Plusieurs facteurs expliquent le retard dans la construction d’un cadre juridique harmonisé à l’échelle continentale :
- Manque de volonté politique : La protection des données à caractère personnel est encore trop souvent perçue comme un luxe ou une contrainte bureaucratique, plutôt que comme un droit fondamental ou un levier stratégique de développement. Les priorités économiques et sécuritaires prennent le pas sur la protection des données et les libertés individuelles.
- Déficit des capacités techniques et financières : Beaucoup de pays manquent de ressources pour mettre en œuvre les lois existantes ou participer à des projets régionaux ambitieux.
- Absence de leadership continental clair : Ni l’Union africaine ni les organisations sous-régionales n’ont, jusqu’à présent, su imposer une vision partagée ni définir un plan d’action engageant l’ensemble des États-membres.
- Mauvaise appréhension des enjeux collectifs : La protection des données est trop souvent pensée dans une logique strictement nationale. Or, elle touche à des questions transversales : souveraineté numérique, libertés collectives, compétitivité économiques et valeurs culturelles communes. En l’absence de coordination, les initiatives isolées restent inefficaces face aux stratégies globales menées par des entreprises. Une réponse fragmentée expose chaque État à l’évitement des acteurs économiques ; seule une stratégie unifiée des États africains permettrait de bâtir une position forte et cohérente à l’échelle continentale.
De la parole à l’action : quelles pistes concrètes pour une véritable harmonisation ?

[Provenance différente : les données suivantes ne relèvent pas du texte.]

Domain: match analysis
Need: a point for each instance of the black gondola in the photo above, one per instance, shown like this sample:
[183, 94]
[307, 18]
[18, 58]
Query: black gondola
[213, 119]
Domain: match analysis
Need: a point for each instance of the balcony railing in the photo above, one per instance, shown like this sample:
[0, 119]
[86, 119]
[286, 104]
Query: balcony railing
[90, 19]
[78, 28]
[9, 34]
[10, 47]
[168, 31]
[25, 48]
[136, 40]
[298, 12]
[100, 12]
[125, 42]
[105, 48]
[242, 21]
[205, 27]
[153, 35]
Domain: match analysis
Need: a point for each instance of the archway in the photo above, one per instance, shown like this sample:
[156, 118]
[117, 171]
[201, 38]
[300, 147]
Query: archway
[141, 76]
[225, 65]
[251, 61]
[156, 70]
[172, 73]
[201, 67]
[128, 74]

Face à cette stagnation, il est urgent de passer d’une logique de déclaration d’intention à une stratégie de coordination opérationnelle. Voici quelques propositions :
- Création d’un organe africain de coordination dédié à la protection des données à caractère personnel doté de pouvoirs de conseil, de suivi et de formulation de recommandations harmonisées à l’échelle continentale.
- Lancement de programmes conjoints de renforcement des capacités, avec financement mutualisé, afin de former des délégués à la protection des données (DPO) et soutenir les autorités de contrôle encore en phase de structuration.
- Développement de projets pilotes de coopération régionale, notamment sur les transferts transfrontaliers de données ou la gestion coordonnée des violations majeures de données.
- Conditionner certains financements de projets numériques panafricains (financés par la Banque africaine de développement ou d’autres bailleurs) au respect des normes communes minimales de protection des données.
- Impliquer plus étroitement la société civile et le secteur privé, dont le dynamisme et l’expertise contribuent déjà de manière significative aux réflexions et aux actions concrètes sur le terrain.
L’Afrique ne peut plus se permettre d’attendre. L’harmonisation des cadres de la protection des données à caractère personnel ne doit pas être un simple souhait. Elle est une condition indispensable à l’émergence d’un marché numérique intégré, compétitif et respectueux des droits fondamentaux. Le moment est venu de transformer les discours en actions concrètes.